Но он не мог говорить. Произносить слова, вкладывать в смеющиеся голодные рты друзей образ Айрис – это непристойно. Его желудок сжимался, стоило ему об этом подумать. Ее губы, расширенные зрачки, звук ее голоса, все более взволнованного по мере того, как она приближалась к кульминации, звук ее голоса, когда она благодарно шептала в его ухо – все это было сутью и должно было оставаться тайной.

И все же было что-то еще, что-то, что играло улыбкой у него на губах, что побуждало его говорить, вызывало такое веселое и сильное желание, что, подавляя его, он почти смеялся. Это было ощущение свободы, уверенности и – хотя и не полностью осознанное, но все же – чувство превосходства, которое заставляло его смеяться, важничать и грациозно сплевывать на улице.

Страх перед Айрис прошел. Теперь он оглядывался назад и смеялся над своей робостью. Он мог бы, если бы захотел, пойти в ее квартиру, развалиться на ее постели и подозвать ее к себе. На самом деле он решил так и сделать. Он попытается так сделать. Он представил, как он говорит: «Раздень меня», и смеется, говоря это. И она это сделает! Она засмеется и сделает это.

Она моя женщина, подумал он. Эта фраза буквально сложилась в его голове. Моя женщина, подумал он. Он молча попробовал эти слова на язык. Это было грандиозное ощущение. Он задумчиво вытер неожиданно вспотевшие ладони и поковырял ногтем смоляное пятно на брюках.

Моя женщина? А что потом? – спросила Айрис. Он съежился, вспомнив об этом. Я всего навсего ребенок, подумал он. Что, к черту, я знаю? Он обнаружил, что этот вопрос его злит. Поднял глаза и сердито посмотрел на улицу. Скоро ужин. Может быть, отец приготовил что-нибудь занятное – risotto, minestrone, что-нибудь успокаивающее и теплое.

– Чего, черт возьми, ты выглядишь таким рассерженным? – спросил его один из мальчиков.

– А какого черта тебя это волнует?

– О, приятель, прямо промеж глаз. С первого выстрела – и прямо…

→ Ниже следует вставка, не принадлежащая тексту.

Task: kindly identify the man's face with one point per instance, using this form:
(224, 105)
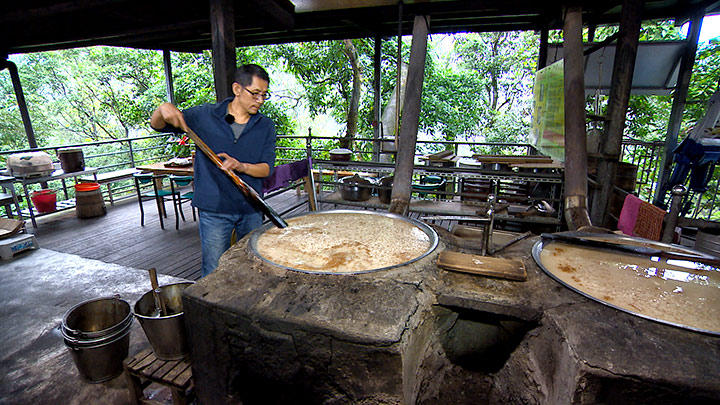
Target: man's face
(252, 97)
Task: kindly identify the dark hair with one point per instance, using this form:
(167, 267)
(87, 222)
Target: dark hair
(245, 73)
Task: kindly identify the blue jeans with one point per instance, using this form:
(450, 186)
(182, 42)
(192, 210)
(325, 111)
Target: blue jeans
(215, 230)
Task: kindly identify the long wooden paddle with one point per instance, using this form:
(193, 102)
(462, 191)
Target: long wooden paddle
(249, 192)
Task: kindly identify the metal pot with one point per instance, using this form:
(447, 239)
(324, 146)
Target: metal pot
(356, 188)
(385, 193)
(341, 155)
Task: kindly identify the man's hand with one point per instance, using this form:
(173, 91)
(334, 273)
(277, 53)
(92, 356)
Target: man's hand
(230, 163)
(258, 170)
(165, 114)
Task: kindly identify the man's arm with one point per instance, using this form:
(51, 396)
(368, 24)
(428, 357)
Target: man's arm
(252, 169)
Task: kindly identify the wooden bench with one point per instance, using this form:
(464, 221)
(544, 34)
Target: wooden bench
(145, 368)
(110, 177)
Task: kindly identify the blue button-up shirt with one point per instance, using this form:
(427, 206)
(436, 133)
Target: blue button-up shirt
(214, 190)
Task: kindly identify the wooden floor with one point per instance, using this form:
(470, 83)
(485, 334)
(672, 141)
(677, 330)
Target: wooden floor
(118, 237)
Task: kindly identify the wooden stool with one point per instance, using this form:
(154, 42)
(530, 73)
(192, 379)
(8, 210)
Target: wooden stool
(144, 368)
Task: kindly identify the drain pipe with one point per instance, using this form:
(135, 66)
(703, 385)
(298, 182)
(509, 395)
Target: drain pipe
(24, 114)
(576, 212)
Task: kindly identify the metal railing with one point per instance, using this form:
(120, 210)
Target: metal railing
(106, 156)
(118, 154)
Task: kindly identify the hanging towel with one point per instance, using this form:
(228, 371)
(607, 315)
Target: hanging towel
(282, 175)
(628, 214)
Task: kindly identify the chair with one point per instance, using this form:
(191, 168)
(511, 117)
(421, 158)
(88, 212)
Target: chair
(8, 197)
(285, 174)
(640, 218)
(158, 194)
(176, 182)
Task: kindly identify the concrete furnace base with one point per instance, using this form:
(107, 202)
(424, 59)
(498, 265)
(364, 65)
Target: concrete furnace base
(419, 334)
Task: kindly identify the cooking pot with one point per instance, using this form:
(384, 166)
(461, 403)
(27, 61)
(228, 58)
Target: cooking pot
(356, 188)
(340, 155)
(496, 167)
(385, 193)
(30, 164)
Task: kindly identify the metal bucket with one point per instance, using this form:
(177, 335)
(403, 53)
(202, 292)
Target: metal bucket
(97, 334)
(165, 333)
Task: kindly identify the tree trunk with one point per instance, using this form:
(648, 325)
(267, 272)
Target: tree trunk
(400, 199)
(354, 105)
(388, 117)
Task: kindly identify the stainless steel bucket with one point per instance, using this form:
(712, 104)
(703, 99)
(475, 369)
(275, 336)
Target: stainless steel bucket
(97, 334)
(165, 333)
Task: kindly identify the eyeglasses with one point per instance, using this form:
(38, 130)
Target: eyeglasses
(258, 95)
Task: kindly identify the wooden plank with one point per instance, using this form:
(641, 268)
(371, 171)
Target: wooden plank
(184, 378)
(179, 368)
(146, 361)
(483, 265)
(138, 357)
(222, 25)
(152, 368)
(161, 372)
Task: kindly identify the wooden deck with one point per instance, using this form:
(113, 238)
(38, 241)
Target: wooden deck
(118, 237)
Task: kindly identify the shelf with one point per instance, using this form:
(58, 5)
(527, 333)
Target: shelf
(434, 207)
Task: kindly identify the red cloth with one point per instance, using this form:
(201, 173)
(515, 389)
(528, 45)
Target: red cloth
(629, 214)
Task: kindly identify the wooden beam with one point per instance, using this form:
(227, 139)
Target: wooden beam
(400, 200)
(542, 52)
(167, 65)
(222, 26)
(279, 12)
(611, 141)
(681, 90)
(575, 138)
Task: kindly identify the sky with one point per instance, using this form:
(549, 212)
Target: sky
(709, 30)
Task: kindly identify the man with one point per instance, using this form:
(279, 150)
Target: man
(245, 140)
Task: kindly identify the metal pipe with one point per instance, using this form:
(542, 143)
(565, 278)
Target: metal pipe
(20, 96)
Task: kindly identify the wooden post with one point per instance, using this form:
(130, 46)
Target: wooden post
(542, 53)
(400, 200)
(20, 96)
(377, 119)
(611, 142)
(222, 26)
(681, 90)
(167, 64)
(575, 138)
(398, 81)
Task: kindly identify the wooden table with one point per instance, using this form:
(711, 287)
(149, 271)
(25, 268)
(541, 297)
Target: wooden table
(55, 175)
(161, 168)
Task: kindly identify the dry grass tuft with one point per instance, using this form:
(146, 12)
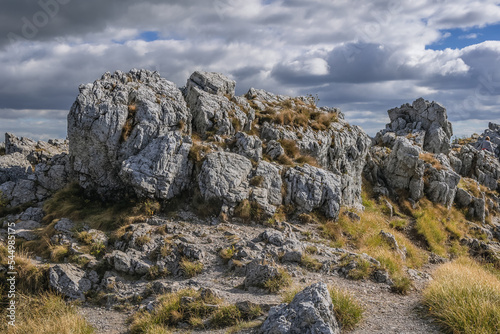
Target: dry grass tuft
(46, 314)
(464, 298)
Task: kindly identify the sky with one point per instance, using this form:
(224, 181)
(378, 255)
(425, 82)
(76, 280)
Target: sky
(364, 56)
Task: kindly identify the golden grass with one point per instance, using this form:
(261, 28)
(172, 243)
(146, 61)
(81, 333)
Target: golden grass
(464, 298)
(431, 159)
(46, 314)
(439, 226)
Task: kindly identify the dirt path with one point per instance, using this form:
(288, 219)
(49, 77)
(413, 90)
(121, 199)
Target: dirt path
(386, 312)
(106, 321)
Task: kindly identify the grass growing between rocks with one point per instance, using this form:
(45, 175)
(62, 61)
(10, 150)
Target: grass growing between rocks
(72, 203)
(46, 314)
(464, 298)
(363, 236)
(348, 309)
(197, 310)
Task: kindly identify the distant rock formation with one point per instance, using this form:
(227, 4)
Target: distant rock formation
(413, 157)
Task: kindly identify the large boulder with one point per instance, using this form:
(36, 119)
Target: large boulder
(35, 152)
(13, 167)
(425, 122)
(208, 97)
(69, 280)
(493, 132)
(404, 170)
(224, 176)
(310, 188)
(162, 169)
(481, 166)
(115, 119)
(310, 312)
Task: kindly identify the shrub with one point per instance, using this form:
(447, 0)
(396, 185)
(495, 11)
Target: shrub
(464, 298)
(348, 310)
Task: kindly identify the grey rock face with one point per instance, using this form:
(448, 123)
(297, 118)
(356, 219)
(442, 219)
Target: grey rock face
(14, 167)
(248, 146)
(267, 194)
(22, 192)
(224, 176)
(442, 184)
(404, 170)
(422, 119)
(312, 188)
(481, 166)
(54, 174)
(117, 117)
(36, 152)
(207, 97)
(310, 312)
(211, 82)
(162, 169)
(493, 132)
(69, 281)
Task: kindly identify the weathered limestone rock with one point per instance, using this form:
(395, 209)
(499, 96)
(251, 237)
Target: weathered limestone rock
(35, 152)
(117, 117)
(267, 193)
(310, 312)
(14, 167)
(426, 123)
(69, 281)
(162, 169)
(224, 176)
(404, 170)
(54, 174)
(258, 272)
(478, 165)
(312, 188)
(248, 146)
(207, 95)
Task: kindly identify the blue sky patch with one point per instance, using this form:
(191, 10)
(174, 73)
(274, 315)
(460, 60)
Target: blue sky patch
(460, 38)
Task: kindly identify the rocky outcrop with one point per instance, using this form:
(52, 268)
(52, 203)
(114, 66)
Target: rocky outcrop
(69, 281)
(311, 311)
(479, 165)
(224, 176)
(13, 167)
(423, 121)
(310, 188)
(493, 132)
(162, 169)
(404, 170)
(118, 117)
(35, 152)
(208, 97)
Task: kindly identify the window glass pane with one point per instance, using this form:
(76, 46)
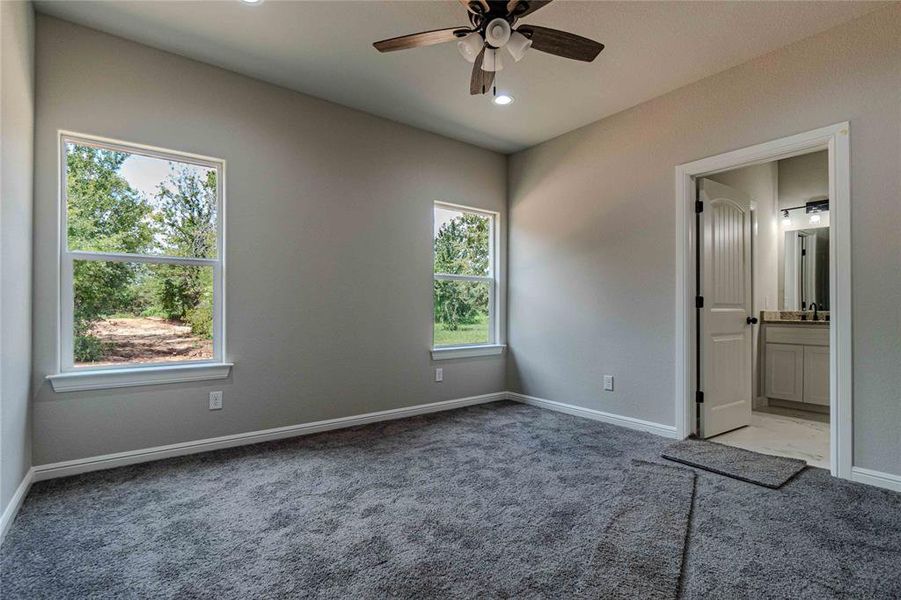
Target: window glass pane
(129, 313)
(461, 313)
(123, 202)
(462, 242)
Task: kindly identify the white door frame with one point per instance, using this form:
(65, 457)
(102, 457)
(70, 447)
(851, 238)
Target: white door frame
(835, 139)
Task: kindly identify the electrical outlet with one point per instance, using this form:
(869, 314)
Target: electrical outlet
(608, 383)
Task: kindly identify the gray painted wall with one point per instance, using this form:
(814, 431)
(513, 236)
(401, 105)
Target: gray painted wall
(323, 203)
(592, 269)
(16, 173)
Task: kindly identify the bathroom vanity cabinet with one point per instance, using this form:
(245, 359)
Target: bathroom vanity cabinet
(797, 362)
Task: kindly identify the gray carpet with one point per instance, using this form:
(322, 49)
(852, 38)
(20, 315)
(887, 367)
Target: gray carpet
(496, 501)
(753, 467)
(640, 553)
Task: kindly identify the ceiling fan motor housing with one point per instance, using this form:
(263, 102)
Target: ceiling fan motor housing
(497, 32)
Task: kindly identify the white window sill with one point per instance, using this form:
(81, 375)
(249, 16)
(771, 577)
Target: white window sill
(129, 377)
(450, 352)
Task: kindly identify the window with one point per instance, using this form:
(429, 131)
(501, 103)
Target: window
(141, 268)
(465, 282)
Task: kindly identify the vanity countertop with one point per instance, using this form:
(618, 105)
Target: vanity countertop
(795, 317)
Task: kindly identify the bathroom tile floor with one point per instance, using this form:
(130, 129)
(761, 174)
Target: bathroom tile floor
(783, 434)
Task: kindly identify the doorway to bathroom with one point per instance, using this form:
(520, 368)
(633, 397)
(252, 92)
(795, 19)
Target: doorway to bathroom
(763, 319)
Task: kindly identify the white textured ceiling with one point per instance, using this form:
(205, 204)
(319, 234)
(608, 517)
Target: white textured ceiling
(324, 49)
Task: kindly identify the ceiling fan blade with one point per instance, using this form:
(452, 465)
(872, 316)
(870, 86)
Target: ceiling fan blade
(480, 81)
(561, 43)
(418, 40)
(469, 6)
(521, 8)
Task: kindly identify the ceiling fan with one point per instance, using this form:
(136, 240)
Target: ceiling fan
(490, 31)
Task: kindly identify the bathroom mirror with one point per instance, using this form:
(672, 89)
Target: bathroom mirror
(806, 264)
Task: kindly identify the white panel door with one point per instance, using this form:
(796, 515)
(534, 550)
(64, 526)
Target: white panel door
(725, 333)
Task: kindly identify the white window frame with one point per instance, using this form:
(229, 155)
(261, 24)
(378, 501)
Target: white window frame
(494, 345)
(72, 378)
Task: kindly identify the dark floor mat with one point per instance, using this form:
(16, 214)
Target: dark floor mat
(753, 467)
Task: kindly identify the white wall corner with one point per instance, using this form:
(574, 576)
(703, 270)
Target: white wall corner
(877, 478)
(15, 503)
(667, 431)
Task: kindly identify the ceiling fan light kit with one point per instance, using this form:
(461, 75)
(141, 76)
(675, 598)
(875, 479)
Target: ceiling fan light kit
(492, 61)
(491, 29)
(470, 46)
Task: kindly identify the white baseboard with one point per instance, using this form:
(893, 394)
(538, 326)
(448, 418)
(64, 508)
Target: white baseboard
(668, 431)
(15, 503)
(120, 459)
(877, 478)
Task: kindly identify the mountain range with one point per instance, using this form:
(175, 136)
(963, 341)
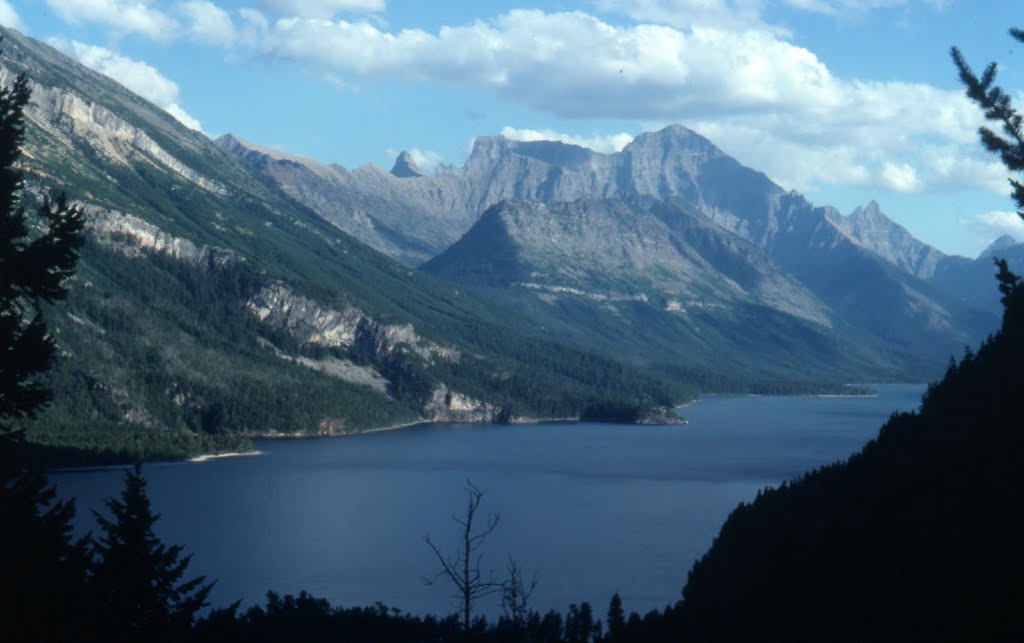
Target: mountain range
(227, 291)
(636, 248)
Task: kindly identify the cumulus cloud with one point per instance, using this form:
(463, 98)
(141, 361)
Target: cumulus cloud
(722, 13)
(996, 223)
(208, 23)
(321, 8)
(771, 103)
(136, 76)
(598, 142)
(126, 15)
(900, 177)
(837, 7)
(8, 16)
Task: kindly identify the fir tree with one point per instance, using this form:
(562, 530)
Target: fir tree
(42, 570)
(137, 579)
(35, 262)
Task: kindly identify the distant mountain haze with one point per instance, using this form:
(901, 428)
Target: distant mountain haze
(210, 306)
(228, 290)
(863, 271)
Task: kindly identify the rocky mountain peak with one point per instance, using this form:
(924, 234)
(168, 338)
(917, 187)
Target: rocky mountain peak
(997, 246)
(672, 139)
(406, 167)
(871, 211)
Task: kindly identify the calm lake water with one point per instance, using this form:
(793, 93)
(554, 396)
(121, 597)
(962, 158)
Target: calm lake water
(592, 509)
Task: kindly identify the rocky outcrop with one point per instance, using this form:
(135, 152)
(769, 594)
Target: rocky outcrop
(449, 405)
(314, 324)
(404, 167)
(872, 229)
(69, 117)
(132, 237)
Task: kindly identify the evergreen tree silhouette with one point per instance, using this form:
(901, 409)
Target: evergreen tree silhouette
(137, 579)
(42, 570)
(33, 269)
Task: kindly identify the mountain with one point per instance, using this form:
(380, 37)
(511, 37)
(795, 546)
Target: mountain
(655, 281)
(872, 229)
(400, 213)
(209, 306)
(968, 281)
(916, 537)
(404, 167)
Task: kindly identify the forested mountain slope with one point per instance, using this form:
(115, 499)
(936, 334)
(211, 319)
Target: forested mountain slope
(863, 269)
(914, 538)
(209, 306)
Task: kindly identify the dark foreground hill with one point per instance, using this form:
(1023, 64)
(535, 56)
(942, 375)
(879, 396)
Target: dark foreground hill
(916, 537)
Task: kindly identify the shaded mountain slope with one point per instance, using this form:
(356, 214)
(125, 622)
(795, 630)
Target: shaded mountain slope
(963, 279)
(915, 538)
(864, 268)
(657, 282)
(210, 306)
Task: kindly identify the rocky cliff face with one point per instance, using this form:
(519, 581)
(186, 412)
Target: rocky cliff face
(863, 268)
(314, 324)
(872, 229)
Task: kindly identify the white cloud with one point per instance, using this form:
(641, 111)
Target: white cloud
(183, 117)
(321, 8)
(603, 143)
(208, 23)
(771, 103)
(900, 177)
(126, 15)
(999, 221)
(426, 160)
(136, 76)
(8, 16)
(722, 13)
(839, 7)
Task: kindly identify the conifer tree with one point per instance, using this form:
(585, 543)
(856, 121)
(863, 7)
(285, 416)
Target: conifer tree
(42, 570)
(1008, 143)
(137, 579)
(36, 259)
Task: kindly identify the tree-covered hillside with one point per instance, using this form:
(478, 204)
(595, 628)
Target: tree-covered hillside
(209, 306)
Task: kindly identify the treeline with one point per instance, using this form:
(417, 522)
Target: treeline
(918, 537)
(305, 617)
(161, 359)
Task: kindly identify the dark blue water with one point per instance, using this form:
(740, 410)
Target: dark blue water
(591, 508)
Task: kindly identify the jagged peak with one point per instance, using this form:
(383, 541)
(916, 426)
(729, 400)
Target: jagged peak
(406, 167)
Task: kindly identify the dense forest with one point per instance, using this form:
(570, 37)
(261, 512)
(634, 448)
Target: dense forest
(915, 537)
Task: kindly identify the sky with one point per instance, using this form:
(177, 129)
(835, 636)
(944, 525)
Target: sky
(843, 100)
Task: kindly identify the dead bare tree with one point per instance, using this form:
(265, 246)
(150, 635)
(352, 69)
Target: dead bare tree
(463, 567)
(515, 594)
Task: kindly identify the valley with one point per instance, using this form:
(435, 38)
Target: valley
(227, 291)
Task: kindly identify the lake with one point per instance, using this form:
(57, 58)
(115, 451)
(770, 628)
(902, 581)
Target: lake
(591, 508)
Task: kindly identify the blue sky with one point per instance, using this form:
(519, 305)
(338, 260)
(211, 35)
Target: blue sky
(844, 100)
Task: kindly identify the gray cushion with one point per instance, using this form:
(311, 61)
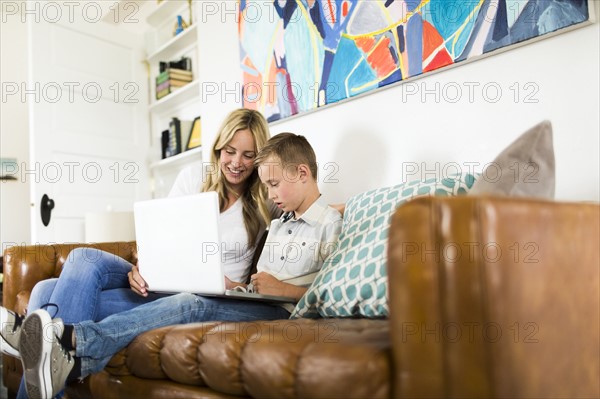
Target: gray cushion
(524, 169)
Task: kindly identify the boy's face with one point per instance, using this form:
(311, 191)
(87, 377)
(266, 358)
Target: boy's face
(284, 185)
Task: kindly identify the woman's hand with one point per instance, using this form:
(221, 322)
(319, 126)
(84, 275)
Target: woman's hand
(229, 285)
(137, 283)
(266, 284)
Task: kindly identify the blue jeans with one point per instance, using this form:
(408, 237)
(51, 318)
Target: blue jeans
(93, 284)
(97, 342)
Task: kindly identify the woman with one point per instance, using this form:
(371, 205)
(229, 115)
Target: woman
(94, 284)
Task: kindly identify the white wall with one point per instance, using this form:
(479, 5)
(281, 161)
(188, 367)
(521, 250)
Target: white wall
(367, 142)
(14, 141)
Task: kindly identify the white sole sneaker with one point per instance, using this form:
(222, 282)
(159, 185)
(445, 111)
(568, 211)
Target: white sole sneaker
(10, 331)
(38, 337)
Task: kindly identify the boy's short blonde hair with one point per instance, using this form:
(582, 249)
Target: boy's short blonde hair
(291, 150)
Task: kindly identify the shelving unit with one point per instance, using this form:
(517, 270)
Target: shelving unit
(176, 99)
(183, 103)
(177, 44)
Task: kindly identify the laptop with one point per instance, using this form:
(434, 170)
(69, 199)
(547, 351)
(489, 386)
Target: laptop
(179, 249)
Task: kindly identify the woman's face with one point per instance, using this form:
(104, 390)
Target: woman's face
(237, 159)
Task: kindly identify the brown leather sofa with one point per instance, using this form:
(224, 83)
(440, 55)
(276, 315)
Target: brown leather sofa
(489, 297)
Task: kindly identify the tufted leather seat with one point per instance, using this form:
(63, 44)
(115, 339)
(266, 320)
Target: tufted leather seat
(466, 320)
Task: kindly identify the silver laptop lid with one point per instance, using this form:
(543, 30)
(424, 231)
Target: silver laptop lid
(179, 249)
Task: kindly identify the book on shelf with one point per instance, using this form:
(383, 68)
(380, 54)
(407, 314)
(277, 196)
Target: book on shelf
(174, 74)
(171, 83)
(170, 80)
(171, 139)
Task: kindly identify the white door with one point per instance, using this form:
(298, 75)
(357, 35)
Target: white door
(88, 123)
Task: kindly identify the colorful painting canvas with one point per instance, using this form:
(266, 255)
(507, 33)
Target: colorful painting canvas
(298, 55)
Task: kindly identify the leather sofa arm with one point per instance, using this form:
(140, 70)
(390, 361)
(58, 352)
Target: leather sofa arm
(495, 297)
(26, 265)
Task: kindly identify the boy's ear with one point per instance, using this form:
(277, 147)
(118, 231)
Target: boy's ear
(303, 172)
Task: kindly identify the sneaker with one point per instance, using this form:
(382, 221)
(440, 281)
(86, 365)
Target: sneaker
(46, 363)
(10, 331)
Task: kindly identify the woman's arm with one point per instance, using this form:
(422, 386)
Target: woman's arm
(264, 283)
(137, 283)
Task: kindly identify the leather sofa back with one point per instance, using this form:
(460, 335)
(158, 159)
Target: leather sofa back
(495, 298)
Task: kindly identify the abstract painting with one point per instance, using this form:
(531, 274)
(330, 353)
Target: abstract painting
(299, 55)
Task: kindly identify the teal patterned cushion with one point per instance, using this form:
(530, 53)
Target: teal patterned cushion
(353, 280)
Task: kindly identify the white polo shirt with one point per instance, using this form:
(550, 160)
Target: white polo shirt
(295, 247)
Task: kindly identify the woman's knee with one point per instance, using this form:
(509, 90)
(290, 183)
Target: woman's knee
(41, 293)
(84, 259)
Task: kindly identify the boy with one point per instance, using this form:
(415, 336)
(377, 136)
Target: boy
(296, 246)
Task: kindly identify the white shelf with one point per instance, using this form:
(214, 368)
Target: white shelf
(181, 158)
(177, 98)
(167, 9)
(178, 43)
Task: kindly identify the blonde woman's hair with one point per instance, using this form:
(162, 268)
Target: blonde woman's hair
(255, 210)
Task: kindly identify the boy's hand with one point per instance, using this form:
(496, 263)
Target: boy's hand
(266, 284)
(229, 285)
(137, 283)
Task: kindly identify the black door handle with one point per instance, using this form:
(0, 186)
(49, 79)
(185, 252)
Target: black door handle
(46, 209)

– Эй, Вито, хочешь пойти с нами сегодня вечером на бурлеск-шоу?

– Я на мели.

– Да? Тряхни старика на пару долларов. Мы идем втроем – я, Дон и толстый Герман.

– Отстань, нас не пустят.

– Что ты мелешь? Мой брат ходил вчера вечером, ему только восемнадцать и он еще ниже, чем я. Все, что тебе нужно будет сделать, это надеть рубашку, галстук и пиджак. Да их ничего не волнует. Даешь 99 центов – и тебя впускают.

– Ах, я не знаю, – сказал Вито. – Послушай, старик, у них классное шоу. Мой брат сказал, что это лучшее из всего, что он видел. Знаешь, кто в нем? Та телка, – которая живет в вашем доме. Эй, как это он утаил от нас такое?

– Ага…

– Она живет как раз в твоем доме…

– Что за колотушки…

– П-подожди-ка. Подожди… – Вито запнулся. – О чем ты говоришь?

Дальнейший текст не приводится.